Monthly subscriptions carry no minimum term. The service will continue month to month until either party gives written notice of cancellation. Access to the service ends at the close of the last paid month.
Notice of cancellation should be sent to info@trymf.com at least 7 days before the next billing date to avoid being charged for the following month.
If Asset Care is selected, TRYMF Ltd will carry out light corrections and enhancements to opponent crests, player photography, and other supplied graphics that fall below the required standard for use in the assets.
Without Asset Care, each individual asset requiring correction will be charged at £15 per asset, invoiced separately. Asset Care does not cover full redesigns, rebranding, or the creation of new graphic elements beyond the scope of the selected pack.
TRYMF Ltd will fulfil asset requests in line with the agreed schedule communicated during onboarding. While every effort is made to meet required timelines, TRYMF Ltd cannot be held responsible for delays caused by incomplete or late submission of required information by the subscriber.
Subscribers are responsible for submitting accurate and complete information via the asset request forms.

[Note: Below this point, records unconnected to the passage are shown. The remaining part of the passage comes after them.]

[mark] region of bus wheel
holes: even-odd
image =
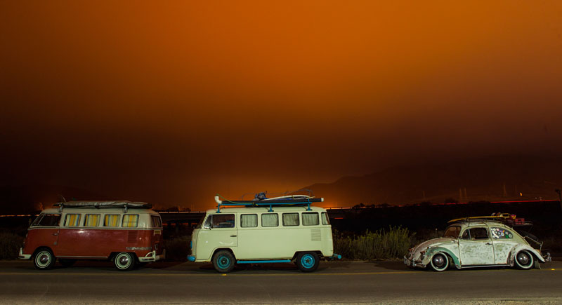
[[[213,257],[213,266],[217,272],[230,272],[234,269],[235,263],[234,256],[226,250],[217,252]]]
[[[39,270],[46,270],[53,268],[55,260],[55,256],[50,250],[43,249],[35,255],[33,262],[35,264],[35,268]]]
[[[63,265],[63,267],[70,267],[74,264],[76,262],[76,259],[58,259],[58,262]]]
[[[313,252],[303,252],[296,256],[296,266],[303,272],[312,272],[318,268],[320,259]]]
[[[135,257],[131,253],[122,252],[113,258],[115,268],[120,271],[128,271],[135,266]]]

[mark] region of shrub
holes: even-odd
[[[391,226],[375,232],[344,236],[334,231],[334,252],[348,259],[385,259],[402,258],[412,245],[414,233],[406,228]]]
[[[188,255],[191,253],[189,248],[190,241],[191,236],[178,236],[166,240],[166,259],[177,262],[186,261]]]
[[[13,233],[0,233],[0,259],[15,259],[20,253],[23,237]]]

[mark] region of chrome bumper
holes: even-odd
[[[166,258],[166,249],[162,251],[162,254],[160,255],[156,255],[156,250],[149,252],[148,254],[145,255],[144,257],[139,257],[138,261],[141,263],[146,263],[150,262],[156,262],[159,261],[160,259],[164,259]]]
[[[412,260],[412,259],[410,259],[409,258],[407,258],[405,256],[404,257],[404,264],[407,266],[409,266],[409,267],[410,267],[410,268],[414,268],[414,267],[425,268],[426,267],[426,265],[424,265],[422,262],[422,261]]]
[[[30,259],[31,258],[31,255],[23,254],[23,249],[20,248],[20,254],[18,255],[18,258],[21,259]]]

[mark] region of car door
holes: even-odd
[[[197,244],[197,255],[204,253],[209,258],[217,248],[236,247],[237,232],[234,214],[211,214],[207,217],[199,233],[199,239],[204,243]],[[203,258],[203,257],[202,257]]]
[[[507,264],[509,252],[518,243],[514,240],[514,233],[500,226],[491,226],[490,232],[494,243],[494,255],[496,264]]]
[[[486,226],[466,229],[459,239],[459,252],[462,266],[495,264],[494,246]]]

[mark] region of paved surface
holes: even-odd
[[[129,272],[83,262],[40,271],[30,261],[0,262],[2,304],[562,303],[562,262],[530,271],[413,270],[401,262],[292,264],[216,273],[208,264],[159,262]]]

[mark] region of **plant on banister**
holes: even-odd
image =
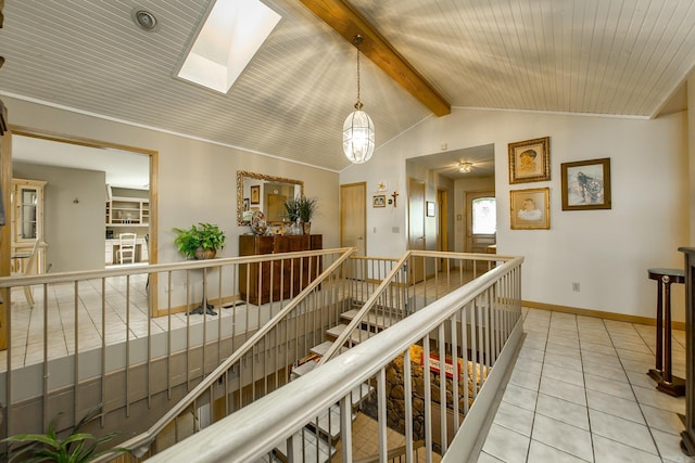
[[[296,196],[285,202],[285,210],[287,218],[291,222],[298,220],[302,223],[304,234],[309,234],[312,228],[312,218],[318,209],[318,200],[315,197]]]
[[[225,247],[226,235],[219,230],[219,227],[199,222],[191,226],[190,229],[174,228],[177,236],[174,243],[179,253],[187,259],[192,257],[197,259],[212,259],[217,254],[217,249]]]

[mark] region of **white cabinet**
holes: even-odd
[[[138,197],[113,196],[106,202],[108,227],[149,227],[150,201]]]

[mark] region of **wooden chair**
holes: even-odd
[[[24,260],[20,271],[12,272],[12,276],[26,276],[35,273],[34,268],[36,267],[36,258],[39,254],[39,244],[40,240],[36,240],[34,242],[34,246],[31,246],[31,252],[28,255],[18,256],[20,258],[26,260]],[[31,286],[24,286],[24,297],[26,298],[26,304],[28,304],[29,307],[34,307],[34,295],[31,294]]]
[[[118,263],[123,263],[125,260],[130,260],[130,263],[135,263],[135,248],[136,240],[138,235],[136,233],[121,233],[118,235],[118,250],[116,257]]]

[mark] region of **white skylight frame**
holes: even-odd
[[[260,0],[216,0],[177,77],[227,93],[280,18]]]

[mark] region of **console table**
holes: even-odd
[[[295,253],[321,247],[320,234],[239,236],[239,256]],[[239,269],[239,293],[243,300],[258,306],[270,300],[287,299],[298,295],[318,273],[319,258],[313,261],[305,257],[242,265]]]
[[[685,255],[685,430],[681,433],[681,449],[695,455],[695,248],[679,247]]]

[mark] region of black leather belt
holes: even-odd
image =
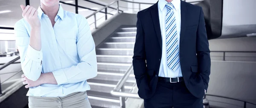
[[[171,79],[171,81],[170,81],[170,79]],[[177,82],[183,81],[183,77],[177,77],[177,78],[167,78],[167,77],[158,77],[158,80],[167,82]]]

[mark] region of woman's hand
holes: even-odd
[[[23,85],[26,85],[26,86],[25,86],[25,88],[26,88],[36,87],[42,84],[42,83],[38,80],[37,80],[35,81],[33,81],[28,79],[26,76],[25,76],[24,74],[21,75],[21,80],[23,82],[22,82]]]
[[[29,5],[26,7],[21,5],[20,7],[23,11],[22,17],[29,23],[32,28],[38,28],[41,26],[41,23],[38,17],[37,9]]]

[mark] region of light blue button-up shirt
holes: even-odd
[[[178,45],[180,48],[180,32],[181,15],[180,15],[180,0],[173,0],[171,2],[175,8],[173,9],[174,15],[175,17],[176,23],[176,28],[177,31],[177,37]],[[167,53],[166,52],[166,17],[167,14],[167,8],[166,6],[168,3],[165,0],[158,0],[158,14],[159,15],[159,21],[160,22],[160,28],[162,34],[162,58],[159,69],[159,77],[182,77],[181,68],[179,67],[175,71],[172,71],[168,67],[167,65]]]
[[[31,28],[27,21],[22,19],[15,26],[21,67],[27,78],[34,81],[41,73],[52,72],[58,85],[30,88],[27,96],[59,97],[90,90],[86,80],[97,75],[97,61],[87,20],[63,10],[60,5],[52,27],[40,6],[38,11],[41,22],[41,51],[29,45]]]

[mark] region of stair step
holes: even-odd
[[[92,107],[92,108],[106,108],[105,107],[100,107],[100,106],[94,106],[94,105],[91,105]]]
[[[91,105],[103,108],[120,108],[120,101],[119,99],[92,96],[88,93],[87,95]]]
[[[135,43],[135,36],[132,37],[110,37],[106,42],[110,43]]]
[[[116,85],[118,81],[106,81],[104,80],[97,80],[97,79],[90,79],[87,80],[87,82],[94,82],[94,83],[102,83],[102,84],[111,84],[111,85]],[[124,84],[125,86],[132,86],[134,84],[134,83],[132,82],[125,82]]]
[[[129,27],[129,28],[123,28],[118,31],[117,32],[131,32],[131,31],[137,31],[137,28],[136,27]]]
[[[97,55],[98,62],[120,63],[131,64],[132,56]]]
[[[124,74],[98,72],[98,75],[97,76],[93,78],[93,79],[119,81],[119,80],[122,77]],[[134,83],[136,82],[133,73],[130,75],[130,77],[129,77],[126,82]]]
[[[113,71],[127,71],[131,63],[98,63],[98,69]]]
[[[108,81],[106,81],[106,82],[108,82]],[[91,82],[87,82],[87,83],[90,87],[90,91],[105,93],[110,93],[116,85],[116,84],[112,85]],[[129,92],[132,88],[132,86],[125,85],[125,91]]]
[[[133,55],[133,48],[98,48],[98,55]]]
[[[116,32],[113,35],[113,37],[135,37],[137,32]]]
[[[107,42],[101,45],[100,48],[133,48],[134,42]]]
[[[119,99],[119,97],[112,95],[110,92],[105,93],[93,91],[87,91],[86,92],[87,92],[87,95],[88,95],[88,96],[108,98],[112,99]]]
[[[113,73],[120,73],[124,74],[127,70],[100,70],[98,69],[98,72],[105,72]]]

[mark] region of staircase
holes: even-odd
[[[96,48],[98,75],[87,80],[91,87],[87,91],[92,107],[120,108],[119,97],[113,90],[131,65],[137,28],[123,26],[114,32]],[[133,74],[125,84],[125,91],[131,91],[136,80]]]

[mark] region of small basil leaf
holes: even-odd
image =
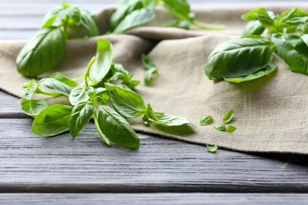
[[[131,12],[136,10],[141,9],[144,6],[140,1],[130,0],[126,4],[121,4],[121,6],[112,14],[110,18],[109,29],[111,31],[118,27],[120,23]]]
[[[67,15],[74,20],[74,22],[76,25],[80,25],[82,15],[81,11],[79,7],[69,7],[66,9],[66,12]]]
[[[82,102],[74,106],[71,113],[69,132],[74,138],[89,122],[95,112],[95,106],[89,101]]]
[[[227,130],[226,126],[222,124],[215,125],[214,128],[215,128],[217,130],[219,130],[220,131],[225,132]]]
[[[65,36],[61,28],[41,29],[17,56],[17,69],[23,76],[36,76],[57,65],[65,52]]]
[[[245,81],[252,80],[255,79],[266,75],[277,68],[277,65],[276,63],[271,62],[267,65],[264,68],[262,68],[259,71],[255,73],[249,74],[245,76],[233,77],[224,77],[225,80],[232,83],[240,83]]]
[[[22,94],[24,95],[24,97],[31,100],[33,94],[35,93],[37,86],[34,79],[31,80],[28,84],[23,84],[22,88],[23,88],[24,89],[22,90]]]
[[[301,35],[308,33],[308,22],[299,25],[297,27],[297,31]]]
[[[151,68],[144,72],[144,83],[146,85],[148,86],[151,83],[151,77],[153,73],[158,73],[158,68]]]
[[[155,64],[144,53],[142,53],[141,55],[141,61],[147,70],[157,68]]]
[[[32,117],[35,117],[41,111],[48,107],[48,104],[45,100],[29,100],[26,98],[22,98],[18,101],[18,103],[22,110]]]
[[[108,79],[108,80],[124,80],[127,78],[127,76],[123,73],[120,72],[116,72],[113,74],[113,75]]]
[[[71,87],[53,78],[43,78],[40,80],[40,85],[49,91],[61,93],[68,97],[73,89]]]
[[[149,119],[146,113],[144,114],[144,115],[143,115],[143,117],[142,117],[142,121],[147,126],[149,126],[151,124],[151,121]]]
[[[229,112],[226,113],[222,118],[223,123],[228,123],[232,120],[233,117],[233,110],[231,110]]]
[[[92,18],[90,13],[84,9],[80,9],[80,12],[81,14],[80,23],[90,31],[91,36],[99,35],[99,29]]]
[[[104,88],[98,88],[94,92],[88,93],[90,98],[97,101],[101,105],[104,105],[109,99],[109,96],[106,89]]]
[[[60,13],[64,10],[64,8],[62,6],[59,6],[48,11],[44,18],[43,18],[43,26],[42,28],[49,27],[52,26],[52,24]]]
[[[133,89],[140,84],[140,80],[131,80],[126,84],[127,86],[131,89]]]
[[[247,75],[268,64],[273,51],[271,40],[260,36],[230,40],[218,45],[210,54],[205,73],[210,79]]]
[[[126,118],[139,117],[146,112],[143,99],[131,90],[106,83],[107,90],[114,110]]]
[[[149,120],[156,125],[163,127],[179,126],[186,124],[192,124],[190,120],[186,117],[169,115],[162,112],[153,111],[150,104],[147,105],[146,114]]]
[[[86,93],[93,91],[92,87],[84,87],[82,88],[74,88],[69,94],[68,99],[71,104],[74,106],[81,102],[88,100],[90,97]]]
[[[153,9],[143,8],[133,11],[127,15],[114,29],[114,33],[121,33],[150,22],[156,16]]]
[[[96,60],[94,62],[90,77],[91,86],[98,84],[107,75],[112,63],[112,45],[104,39],[98,39]]]
[[[210,125],[214,121],[214,120],[210,115],[205,115],[201,118],[200,120],[200,125]]]
[[[72,107],[62,105],[46,108],[35,117],[32,131],[42,137],[49,137],[68,131],[72,109]]]
[[[186,0],[161,0],[159,2],[177,17],[188,19],[190,8]]]
[[[251,20],[247,23],[243,30],[243,36],[248,35],[260,35],[265,28],[258,20]]]
[[[78,85],[78,84],[76,82],[69,79],[69,78],[66,77],[65,75],[63,75],[62,73],[59,72],[56,72],[53,73],[53,74],[50,75],[50,76],[49,77],[56,79],[58,81],[60,81],[60,82],[62,82],[64,84],[65,84],[70,87],[76,87]]]
[[[307,21],[308,13],[298,8],[289,9],[278,16],[276,24],[280,28],[287,28],[288,30],[296,28],[300,23]]]
[[[189,20],[175,20],[166,25],[167,27],[175,27],[180,29],[189,30],[191,22]]]
[[[128,150],[137,150],[139,138],[127,121],[108,106],[101,106],[98,121],[103,133],[113,142]]]
[[[144,73],[144,83],[149,85],[151,83],[152,74],[158,73],[159,69],[144,53],[141,55],[141,61],[147,69]]]
[[[206,145],[206,148],[210,152],[215,152],[216,151],[216,150],[217,150],[217,149],[218,149],[218,147],[216,146],[216,145],[214,145],[214,146],[209,146],[208,145]]]
[[[276,28],[275,20],[268,13],[264,8],[260,8],[252,10],[241,17],[242,19],[246,20],[259,20],[263,27],[274,29]]]
[[[229,132],[230,133],[234,132],[235,130],[236,130],[236,128],[232,125],[228,126],[228,127],[227,128],[227,132]]]
[[[308,75],[308,46],[296,35],[277,33],[272,35],[278,54],[289,66],[291,71]]]

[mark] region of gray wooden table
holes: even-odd
[[[12,2],[2,1],[0,38],[31,37],[61,1]],[[115,1],[70,3],[97,10]],[[69,133],[41,138],[31,132],[33,120],[17,100],[0,91],[1,204],[308,203],[308,156],[211,153],[204,146],[144,134],[139,134],[140,150],[128,151],[104,145],[92,122],[74,139]]]

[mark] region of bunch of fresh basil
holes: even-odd
[[[204,24],[197,21],[186,0],[123,0],[111,16],[109,32],[121,33],[151,21],[156,17],[155,8],[157,5],[162,6],[179,19],[167,26],[187,30],[191,25],[203,29],[224,28],[223,25]]]
[[[275,15],[261,8],[241,17],[249,21],[243,37],[218,45],[209,55],[205,67],[209,78],[241,83],[262,77],[277,68],[274,52],[292,71],[308,75],[307,12],[294,8]],[[265,28],[269,38],[260,35]]]
[[[112,55],[112,44],[98,39],[96,56],[80,77],[71,79],[56,72],[38,83],[32,79],[23,85],[24,98],[18,102],[26,114],[34,118],[32,132],[48,137],[69,130],[75,137],[93,117],[98,133],[108,145],[111,146],[109,139],[119,146],[134,150],[139,147],[139,138],[126,118],[143,116],[147,126],[151,121],[165,127],[191,123],[186,118],[153,111],[149,104],[146,107],[141,96],[132,90],[140,82],[132,80],[132,73],[113,63]],[[76,87],[76,81],[83,78],[83,83]],[[105,83],[105,88],[100,87],[100,84],[114,80],[122,83],[119,85]],[[34,99],[35,94],[66,96],[72,106],[49,106],[45,100]],[[106,105],[109,99],[114,110]]]
[[[62,12],[65,16],[60,25],[53,26]],[[63,3],[48,12],[43,19],[42,28],[21,50],[16,60],[18,72],[25,76],[35,77],[56,65],[65,52],[66,31],[71,24],[84,26],[91,36],[99,34],[89,11]]]

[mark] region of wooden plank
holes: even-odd
[[[0,192],[304,192],[308,157],[245,154],[140,134],[109,148],[92,122],[40,137],[32,119],[0,119]]]
[[[300,194],[0,194],[2,204],[306,204]]]
[[[0,118],[29,118],[18,104],[18,98],[0,91]]]

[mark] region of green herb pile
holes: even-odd
[[[157,6],[165,8],[179,18],[167,26],[188,30],[193,25],[203,29],[224,29],[223,25],[205,24],[196,20],[196,15],[190,11],[186,0],[123,0],[111,17],[109,32],[121,33],[151,22],[156,17]]]
[[[54,26],[61,13],[64,17]],[[56,66],[65,52],[67,29],[72,24],[83,25],[91,36],[99,35],[90,12],[63,3],[45,16],[42,28],[21,51],[16,60],[18,72],[24,76],[35,77]]]
[[[226,113],[223,116],[222,121],[225,124],[229,123],[233,118],[233,110],[230,110]],[[214,119],[210,115],[205,115],[201,118],[200,120],[200,125],[208,125],[213,124],[214,121]],[[214,126],[214,128],[220,131],[227,131],[230,133],[232,133],[235,131],[236,128],[232,125],[228,125],[227,127],[224,124],[217,124]]]
[[[127,118],[143,116],[146,126],[151,122],[164,127],[191,123],[186,118],[153,111],[150,104],[146,107],[141,96],[132,90],[140,82],[132,77],[132,73],[113,62],[111,44],[98,39],[96,56],[84,74],[71,79],[56,72],[37,83],[32,79],[22,86],[24,98],[18,102],[25,113],[34,117],[32,131],[38,135],[48,137],[69,130],[75,137],[93,117],[98,133],[107,145],[111,146],[110,140],[130,150],[138,149],[140,141]],[[82,79],[77,87],[76,81]],[[114,80],[122,83],[110,83]],[[49,106],[45,100],[34,99],[36,94],[66,96],[72,106]],[[114,110],[107,105],[108,100]]]
[[[251,80],[273,72],[276,53],[292,72],[308,75],[308,13],[297,8],[275,15],[263,8],[241,16],[249,22],[243,37],[218,45],[205,67],[209,78],[233,83]],[[267,29],[269,37],[261,36]]]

TRYMF Ltd will not be liable for errors in the final assets that result from inaccurate information supplied by the subscriber.
Assets created by TRYMF Ltd remain the intellectual property of TRYMF Ltd until full payment for the relevant period is received. Upon confirmed payment, the subscriber is granted a non-exclusive licence to use the assets for social media and promotional purposes for the duration of the active subscription.
This licence does not permit the subscriber to resell, redistribute, or sublicense the assets to third parties. Assets may not be used beyond the subscription period without a separate written agreement with TRYMF Ltd.
Subscriber-supplied materials (crests, player images, sponsor logos) remain the property of their respective owners. The subscriber warrants that they have the right to use any materials supplied to TRYMF Ltd for inclusion in the assets.
This agreement is governed by the laws of England and Wales. Any disputes arising from this agreement will be subject to the exclusive jurisdiction of the courts of England and Wales.